Ed Miliband has based his Labour Party’s pitch for British business votes on one premise: he won’t hold a referendum on leaving the European Union. But it’s a promise he may struggle to keep.
Miliband acknowledged on Monday it isn’t a cast-iron guarantee and he would hold an in-out vote if he failed to block any EU treaty that transfers powers from London to Brussels.
He only needs to look as far as David Cameron to see that policy shifts can be forced on prime ministers: seven months before he promised an EU referendum, Cameron ruled one out as not “the right thing to do.”
Donors, lawmakers and supporters of the Labour party have already voiced support for a referendum, as the anti-EU U.K. Independence Party steals votes from both Labour and the Conservatives. Those voices may tip the balance if Miliband finds himself leading an unstable minority government.

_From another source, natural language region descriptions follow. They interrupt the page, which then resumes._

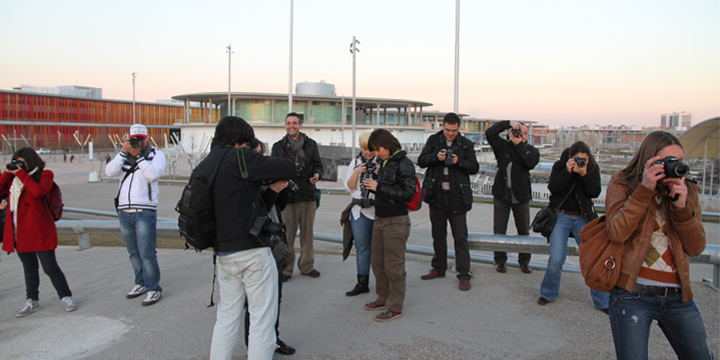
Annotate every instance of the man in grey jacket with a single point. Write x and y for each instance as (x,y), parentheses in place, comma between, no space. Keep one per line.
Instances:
(450,160)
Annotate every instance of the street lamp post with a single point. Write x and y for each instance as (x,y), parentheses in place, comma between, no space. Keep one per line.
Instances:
(457,53)
(354,50)
(134,74)
(230,112)
(290,62)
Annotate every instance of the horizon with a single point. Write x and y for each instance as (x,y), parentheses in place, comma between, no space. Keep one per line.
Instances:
(559,63)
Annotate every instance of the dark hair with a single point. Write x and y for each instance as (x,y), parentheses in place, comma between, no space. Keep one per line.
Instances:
(452,119)
(32,159)
(384,138)
(579,147)
(232,130)
(650,147)
(255,143)
(295,115)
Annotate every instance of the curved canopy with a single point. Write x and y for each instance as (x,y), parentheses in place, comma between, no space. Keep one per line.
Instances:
(697,137)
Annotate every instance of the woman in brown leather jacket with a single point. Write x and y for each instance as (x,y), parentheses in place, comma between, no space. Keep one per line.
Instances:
(656,213)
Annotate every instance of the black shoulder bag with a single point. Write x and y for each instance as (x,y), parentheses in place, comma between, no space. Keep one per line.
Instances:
(545,219)
(264,230)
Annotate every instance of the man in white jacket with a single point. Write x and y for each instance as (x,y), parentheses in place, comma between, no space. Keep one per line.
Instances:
(141,166)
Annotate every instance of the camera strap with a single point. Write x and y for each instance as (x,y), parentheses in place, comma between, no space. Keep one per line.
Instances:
(244,174)
(130,171)
(572,188)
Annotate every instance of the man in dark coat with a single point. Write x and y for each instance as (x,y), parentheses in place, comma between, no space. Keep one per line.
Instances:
(450,160)
(300,210)
(512,189)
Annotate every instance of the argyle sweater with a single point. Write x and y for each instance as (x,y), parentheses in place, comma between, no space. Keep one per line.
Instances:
(659,264)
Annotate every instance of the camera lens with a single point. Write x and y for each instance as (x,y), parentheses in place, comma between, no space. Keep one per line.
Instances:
(676,169)
(135,142)
(293,186)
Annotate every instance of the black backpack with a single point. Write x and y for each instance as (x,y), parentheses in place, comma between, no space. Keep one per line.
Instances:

“People haven’t really thought about the possibility of a referendum under Labour yet,” said Stewart Robertson, an economist at Aviva Investors Ltd. in London. “It would be -- ‘well at least we don’t have the Tories with a referendum’ and then, ‘blimey we’re going to have one anyway.’ It’s a scary prospect.”
Labour economy spokesman Ed Balls was among those calling for a referendum two years ago, telling the Yorkshire Post newspaper that it would be “stupid” to become the “anti-referendum” party. A YouGov Plc poll in September showed 45 percent of Labour supporters backed a vote, compared with 36 percent against, while the “Labour for a Referendum” group names at least 15 lawmakers among its supporters and claims more whom it doesn’t identify.
“There is a grouping within Labour that think the party should offer a referendum on the EU, partly to offset support for UKIP, and partly because they think Labour should give people a chance to have a say,” said Wyn Grant, professor of politics at Warwick University. “They may not be influential in the shadow cabinet at the moment, but should we get a minority Labour government, they could become more vocal.”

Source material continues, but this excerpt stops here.